…We have decided to go back to the dolphin work, examine it very carefully, and do some entirely new work with the dolphins. Dolphins are very exciting to work with. They are playful, curious, and develop very close attachments for humans. They are infinitely patient with us. In all of our work with the dolphins no one was badly injured over a thirteen-year period. …Their discipline with humans in the water is really amazing. If they do not want you in the water they bang their beaks against your legs just hard enough to move you out of the water. If you insist on coming into the water, they may scratch your skin with their teeth in a very precise controlled fashion. When I remember that a dolphin can bite a six-foot barracuda in two with those teeth, I can imagine them biting my leg or my arm in two; however, this never happened in spite of this capacity to do so.

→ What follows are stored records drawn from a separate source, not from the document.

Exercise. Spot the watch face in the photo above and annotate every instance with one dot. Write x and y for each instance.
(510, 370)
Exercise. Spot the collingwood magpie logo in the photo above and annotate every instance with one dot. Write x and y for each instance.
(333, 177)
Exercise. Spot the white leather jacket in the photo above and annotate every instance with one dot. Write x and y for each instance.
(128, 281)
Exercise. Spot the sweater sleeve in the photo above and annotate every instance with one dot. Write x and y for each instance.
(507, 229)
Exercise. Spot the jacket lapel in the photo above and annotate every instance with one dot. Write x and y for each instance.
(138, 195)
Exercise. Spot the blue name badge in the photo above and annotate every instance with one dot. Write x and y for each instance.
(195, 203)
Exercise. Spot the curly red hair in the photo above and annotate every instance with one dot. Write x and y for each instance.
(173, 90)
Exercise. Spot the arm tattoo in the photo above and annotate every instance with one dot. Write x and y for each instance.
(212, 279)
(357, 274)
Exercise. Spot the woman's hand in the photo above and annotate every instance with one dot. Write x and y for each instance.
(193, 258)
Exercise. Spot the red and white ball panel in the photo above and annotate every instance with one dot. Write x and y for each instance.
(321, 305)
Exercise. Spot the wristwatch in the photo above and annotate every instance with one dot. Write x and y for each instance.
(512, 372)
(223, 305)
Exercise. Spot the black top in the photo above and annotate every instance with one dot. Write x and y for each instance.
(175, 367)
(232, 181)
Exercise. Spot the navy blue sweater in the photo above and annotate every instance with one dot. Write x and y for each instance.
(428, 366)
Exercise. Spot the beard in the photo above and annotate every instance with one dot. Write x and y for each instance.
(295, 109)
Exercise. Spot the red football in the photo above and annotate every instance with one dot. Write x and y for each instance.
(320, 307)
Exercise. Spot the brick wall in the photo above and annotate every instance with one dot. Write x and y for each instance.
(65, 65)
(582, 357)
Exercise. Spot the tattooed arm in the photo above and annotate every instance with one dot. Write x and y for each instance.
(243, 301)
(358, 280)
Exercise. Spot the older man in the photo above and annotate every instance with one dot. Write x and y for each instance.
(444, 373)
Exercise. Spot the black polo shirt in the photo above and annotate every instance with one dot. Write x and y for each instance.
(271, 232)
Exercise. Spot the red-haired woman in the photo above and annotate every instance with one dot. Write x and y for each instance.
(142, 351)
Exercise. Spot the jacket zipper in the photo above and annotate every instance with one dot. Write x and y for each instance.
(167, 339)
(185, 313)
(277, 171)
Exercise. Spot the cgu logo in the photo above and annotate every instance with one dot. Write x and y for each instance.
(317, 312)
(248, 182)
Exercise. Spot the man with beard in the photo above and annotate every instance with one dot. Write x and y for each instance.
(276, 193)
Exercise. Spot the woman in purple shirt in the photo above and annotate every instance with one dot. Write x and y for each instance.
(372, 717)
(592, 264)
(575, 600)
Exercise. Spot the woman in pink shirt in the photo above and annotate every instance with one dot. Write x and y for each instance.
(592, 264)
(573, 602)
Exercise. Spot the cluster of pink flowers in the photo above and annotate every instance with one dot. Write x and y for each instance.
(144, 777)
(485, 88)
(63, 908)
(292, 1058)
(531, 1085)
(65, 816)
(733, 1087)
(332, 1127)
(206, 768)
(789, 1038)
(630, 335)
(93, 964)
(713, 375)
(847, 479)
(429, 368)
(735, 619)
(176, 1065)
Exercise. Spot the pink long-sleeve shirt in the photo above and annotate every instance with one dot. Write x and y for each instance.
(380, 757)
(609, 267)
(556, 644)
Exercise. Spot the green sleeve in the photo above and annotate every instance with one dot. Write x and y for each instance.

The largest of the dolphins are Orcinus orca and are in captivity in large numbers in the United States, Canada, and England. At no time have any of these huge dolphins injured the people that swim with them.
This is the most astonishing property of these large brains—their gentleness, forbearance, and care of us. The dolphins we worked with over the thirteen-year period had brains twenty percent to forty percent larger than ours. Orca has a brain four times the size of ours.
…Much work has been done upon the brain of the dolphin showing its superb complexity and its detailed structure on a microscopic scale…
Dr. Peter Morgane, Dr. Sam Jacobs, and Dr. Paul Yakovlev developed three dolphin brains that were totally preserved so that every cell was still present. When we looked at these sections, I suddenly realized that these resembled the human brain to the point where the unpracticed eye could not tell the difference between the cortical layers of the human and those of the dolphin. The only significant difference was that the dolphin had a thicker layer number one on the outside of the cortex. From studies of the eleven thousand microscopic sections made of these brains, Morgane, Jacobs, and Yakovlev have been writing many scientific papers and are currently preparing an atlas of the dolphin brain. The material they have used for this atlas is better than anything that has been done to date on the human brain.
These results show that the dolphin’s cell count is just as high per cubic millimeter as that of the human. The material also shows that the connectivity—i.e., the number of cells connected to one another—is the same as that in the human brain. They have also shown that there are the same number of layers in the cortex of a dolphin as there are in that of a human.
In other words, this brain is as advanced as the human brain on a microscopic structural basis.
They have also shown that the dolphin brain has quite as large “silent areas” as does the human brain. Let me explain:
We have frontal lobes and parietal lobes, the greater part of which are “silent,” i.e., there are no direct motor outputs or sensory input from or to these parts of our brain. It is the silent areas that distinguish us from the chimpanzees and from the gorillas. We have, of course, an anthropoid brain, but it has been enlarged only in the silent areas.
An examination of the brain of Tursiops truncatus, the bottlenose dolphin of the Atlantic, shows that their brain has enlarged over that of the smaller dolphin’s brain, purely by an increase in the size of the silent areas, even as we have enlarged our silent areas over those of the chimpanzees…
What do the silent areas do? Presumably these are the areas of our brain in which we do our major central processing (computations) as humans. That which we value most as humans (as opposed to smaller-brained animals) is in these silent areas. They are the association areas for speech, vision, hearing, and motor integrations and for relating these to all other activities of our bodies.